Michael didn't move for what seemed like ages. Huddled over the body of John, replaying the event in his mind over and over again, he was so preoccupied with John's death, he didn't even bother to keep the living from seeing him. It was no bother really, they would probably never see him again, and although his appearance was somewhat...impossible, they'd probably forget him as some punk kid with spike hair. He finally left Michael's side when the medics took his mangled body away. He slowly made his way back up to Heaven, passed Peter--who thought Michael would get a kick out of the horrified look on the Klan member's faces--and into his private quarters in Heaven. There he sat for days on end, until finally came Gabriel.

"I know you must be hurting, and you know that you did nothing wrong in guarding John, it was that wizards who did this."

Michael never turned his head, he just muttered, "leave," and that was the end of it.

It was not soon after Gabriel left that Jehovah came to see Michael.
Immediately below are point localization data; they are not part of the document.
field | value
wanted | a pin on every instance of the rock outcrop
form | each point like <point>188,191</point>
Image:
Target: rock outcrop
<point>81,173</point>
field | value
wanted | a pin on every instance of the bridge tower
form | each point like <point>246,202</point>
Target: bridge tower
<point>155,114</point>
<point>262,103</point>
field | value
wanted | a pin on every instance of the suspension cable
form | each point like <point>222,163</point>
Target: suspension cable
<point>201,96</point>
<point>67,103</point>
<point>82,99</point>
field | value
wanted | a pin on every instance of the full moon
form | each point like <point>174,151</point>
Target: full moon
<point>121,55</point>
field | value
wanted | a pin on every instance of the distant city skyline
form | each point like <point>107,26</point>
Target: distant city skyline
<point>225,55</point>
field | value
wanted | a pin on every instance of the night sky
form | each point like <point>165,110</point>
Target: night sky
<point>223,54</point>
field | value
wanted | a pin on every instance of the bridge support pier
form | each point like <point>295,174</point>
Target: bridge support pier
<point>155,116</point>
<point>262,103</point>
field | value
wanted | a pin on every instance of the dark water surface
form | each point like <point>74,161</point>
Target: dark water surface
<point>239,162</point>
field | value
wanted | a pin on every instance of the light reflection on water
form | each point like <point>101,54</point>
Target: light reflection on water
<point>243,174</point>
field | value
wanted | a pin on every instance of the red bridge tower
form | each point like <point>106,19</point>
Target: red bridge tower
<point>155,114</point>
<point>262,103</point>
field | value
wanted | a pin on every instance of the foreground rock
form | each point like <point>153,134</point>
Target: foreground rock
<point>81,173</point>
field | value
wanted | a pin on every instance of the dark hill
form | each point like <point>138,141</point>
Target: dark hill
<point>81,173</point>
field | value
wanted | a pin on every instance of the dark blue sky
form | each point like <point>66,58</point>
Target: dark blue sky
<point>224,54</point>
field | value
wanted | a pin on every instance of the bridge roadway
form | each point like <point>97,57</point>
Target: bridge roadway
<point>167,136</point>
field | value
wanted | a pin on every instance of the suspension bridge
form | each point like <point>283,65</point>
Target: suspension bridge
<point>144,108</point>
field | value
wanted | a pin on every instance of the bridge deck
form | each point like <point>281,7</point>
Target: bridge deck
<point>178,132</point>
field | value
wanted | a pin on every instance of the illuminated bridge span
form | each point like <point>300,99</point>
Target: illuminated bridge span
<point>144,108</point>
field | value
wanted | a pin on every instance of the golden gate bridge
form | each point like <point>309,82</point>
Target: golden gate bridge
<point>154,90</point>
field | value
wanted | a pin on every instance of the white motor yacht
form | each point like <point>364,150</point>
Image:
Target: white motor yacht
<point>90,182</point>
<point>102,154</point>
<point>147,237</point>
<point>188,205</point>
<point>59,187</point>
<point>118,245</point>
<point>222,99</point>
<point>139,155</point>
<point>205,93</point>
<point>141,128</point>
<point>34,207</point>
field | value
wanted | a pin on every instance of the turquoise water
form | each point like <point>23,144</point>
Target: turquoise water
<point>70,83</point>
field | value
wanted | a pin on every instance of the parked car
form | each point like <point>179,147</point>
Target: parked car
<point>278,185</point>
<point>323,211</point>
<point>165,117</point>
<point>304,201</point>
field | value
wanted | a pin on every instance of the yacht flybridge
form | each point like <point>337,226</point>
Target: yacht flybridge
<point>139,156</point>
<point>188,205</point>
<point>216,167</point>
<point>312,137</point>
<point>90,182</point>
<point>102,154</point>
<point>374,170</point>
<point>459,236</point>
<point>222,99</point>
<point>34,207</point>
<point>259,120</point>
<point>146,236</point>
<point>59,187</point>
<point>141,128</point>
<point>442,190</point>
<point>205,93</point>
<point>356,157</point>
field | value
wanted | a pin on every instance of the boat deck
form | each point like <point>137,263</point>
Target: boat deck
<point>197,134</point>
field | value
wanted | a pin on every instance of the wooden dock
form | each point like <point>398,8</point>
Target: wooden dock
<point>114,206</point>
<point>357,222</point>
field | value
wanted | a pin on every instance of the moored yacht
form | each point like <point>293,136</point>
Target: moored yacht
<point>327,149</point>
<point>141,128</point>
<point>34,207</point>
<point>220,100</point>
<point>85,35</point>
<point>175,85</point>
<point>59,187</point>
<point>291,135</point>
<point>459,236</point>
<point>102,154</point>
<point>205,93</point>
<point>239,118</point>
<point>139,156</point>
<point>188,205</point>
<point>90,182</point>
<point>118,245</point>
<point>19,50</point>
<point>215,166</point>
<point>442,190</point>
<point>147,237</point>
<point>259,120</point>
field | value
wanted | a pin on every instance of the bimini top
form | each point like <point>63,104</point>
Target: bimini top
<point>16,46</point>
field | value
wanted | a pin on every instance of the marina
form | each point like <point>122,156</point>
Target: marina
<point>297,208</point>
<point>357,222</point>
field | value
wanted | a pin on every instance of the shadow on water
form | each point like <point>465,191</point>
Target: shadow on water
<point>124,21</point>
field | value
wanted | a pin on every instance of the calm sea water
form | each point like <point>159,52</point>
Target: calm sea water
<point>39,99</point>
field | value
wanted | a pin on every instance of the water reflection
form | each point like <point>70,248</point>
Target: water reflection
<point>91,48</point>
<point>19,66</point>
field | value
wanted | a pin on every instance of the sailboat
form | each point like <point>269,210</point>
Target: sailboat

He never said a word to Michael, he just let him speak: "I want those arrogant maggots of my planet. I don't care how, I just want their virus eradicated from Earth." Jehovah fatherly comforted Michael, "The non-wizards have their killers too, Michael, it just as easily could cave been one of them."

Michael thought back to his last image of John, writhing in pain, screaming for it to stop. He closed his eyes and said to himself. "So send me to live with Lucifer, I'll never help wizard-kind ever again."

It was Jehovah who already knew this wasn't true.